ATLANTA -- The ink is just dry on plans for the Atlanta Falcons' $1 billion stadium, which is scheduled to open for the 2017 NFL season. It will be a lavish attraction for downtown, with a retractable roof and amenities galore for fans and the team. State and local politicians promised at least $250 million for construction costs from hotel/motel tax receipts, a figure that will likely rise.
Did the city back the wrong team?
The Atlanta Braves, who play 81 home games compared to the Falcons' eight, also were looking for public money to stay in Turner Field, which, like the Falcons' Georgia Dome that opened in 1992, is hardly antiquated. The Ted, nicknamed for communications mogul Ted Turner, opened in 1997. But the area surrounding that stadium was in need of redevelopment, and the ballpark needed repairs. The Braves asked for considerable help from the city, and did not get it -- leading to the unthinkable Monday morning.
They issued their walking papers.
The team announced when its 20-year lease expires in 2016 it will move to a $672 million stadium in Cobb County, 14 miles up I-75 from The Ted, in time for the 2017 season. It will have an Atlanta address, and the team will remain the Atlanta Braves, but they will not be Atlanta's Braves.
"The Falcons were not worth what we were giving them in hotel/motel tax because the number of games is so small," said Julian Bene, a board member for InvestAtlanta, the economic development arm of Atlanta, who voted against giving the Falcons' public money.
"Now you are talking about the Braves, who play eight times as many games as the Falcons, and you are talking about a little more jobs' impact from that particular team. ... It's pretty shocking that we funded the wrong stadium."
Cobb County had already snatched the Atlanta Opera and the Atlanta Ballet in the last several years, and it set its sights on the Braves.
The franchise moved to Atlanta from Milwaukee in 1966, played in Atlanta-Fulton County Stadium through the 1996 season, then moved across the street to Turner Field. That was originally the 85,000-seat Centennial Olympic Stadium for the 1996 Olympics, paid for by private funds ($207 million), then downsized for baseball field seating of 49,743.
The area around Turner Field was never revitalized, as some promised would happen. There were rows of townhomes built two blocks away. The stadium authority tried to put a miniature golf course across Hank Aaron Drive, but it turned out to be a colossal waste of money. The area around the stadium was mostly parking lots and some rundown buildings, with a facility for cancer hospice care tucked in behind the park.

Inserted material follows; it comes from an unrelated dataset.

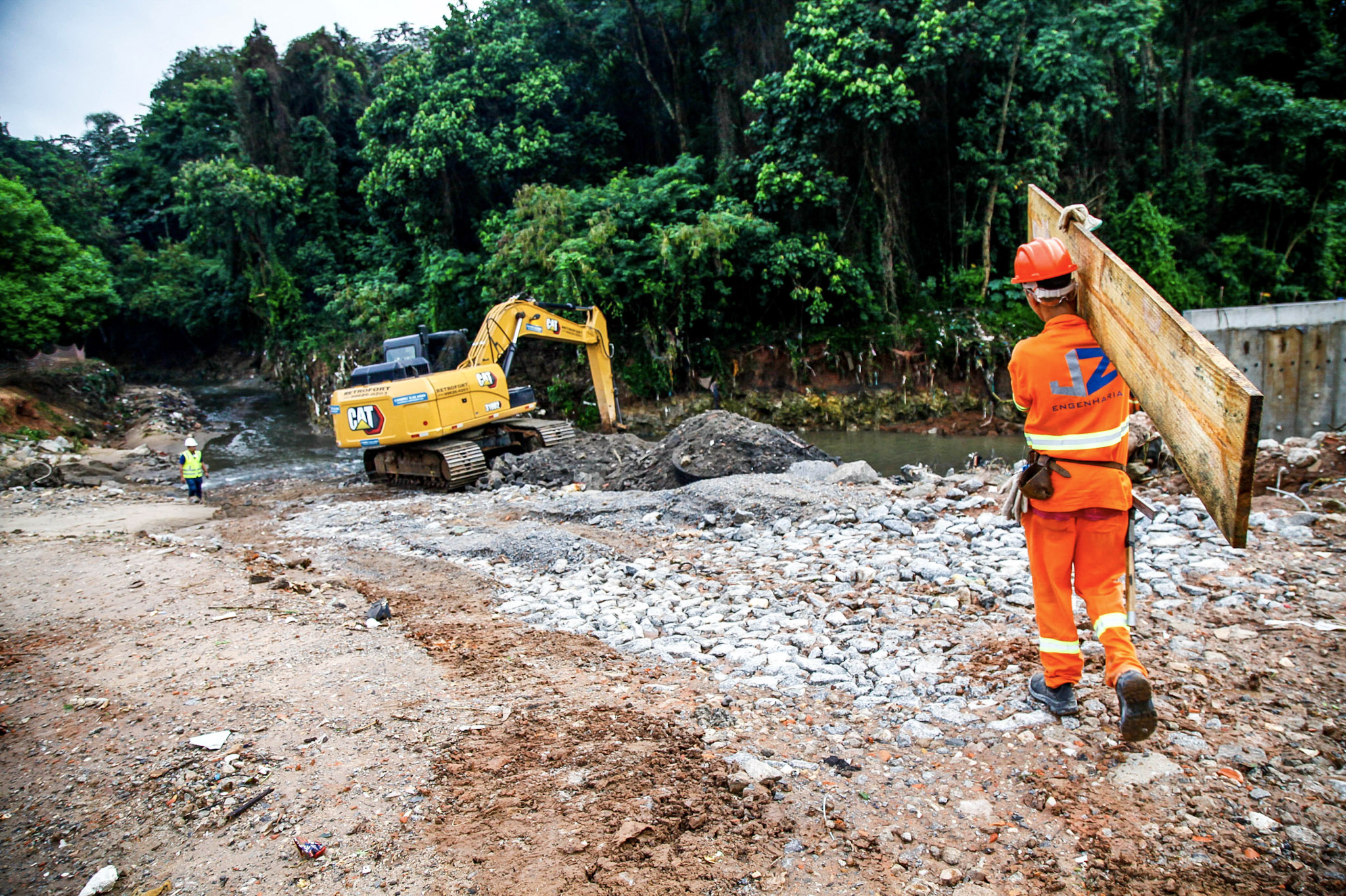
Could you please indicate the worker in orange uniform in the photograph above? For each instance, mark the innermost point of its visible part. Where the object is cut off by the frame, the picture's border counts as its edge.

Cobb County is a robust area for the Tea Party, the grassroots push for reeling in government spending. Asked if he were worried about an assault from a formidable group like that, Cobb Commission chairman Tim Lee said, "I consider the Tea Party a good friend of mine. I believe they will find this is a win-win for everyone involved."
In a written statement, Atlanta's mayor wished the Atlanta Braves well on their move from Turner Field and saying the city won't try to match Cobb County's $450 million offer.
In his news release, Kasim Reed wrote, "There was simply no way the team was going to stay in downtown Atlanta without city taxpayers spending hundreds of millions of dollars...
"Given the needs facing our city and the impact of Turner Field stadium on surrounding neighborhoods, that was something I, and many others were unwilling to do," he wrote.
Reed wrote that he's heard that Cobb County has offered to pay $450 million toward the cost of a new stadium -- but neither the team nor Cobb has confirmed that.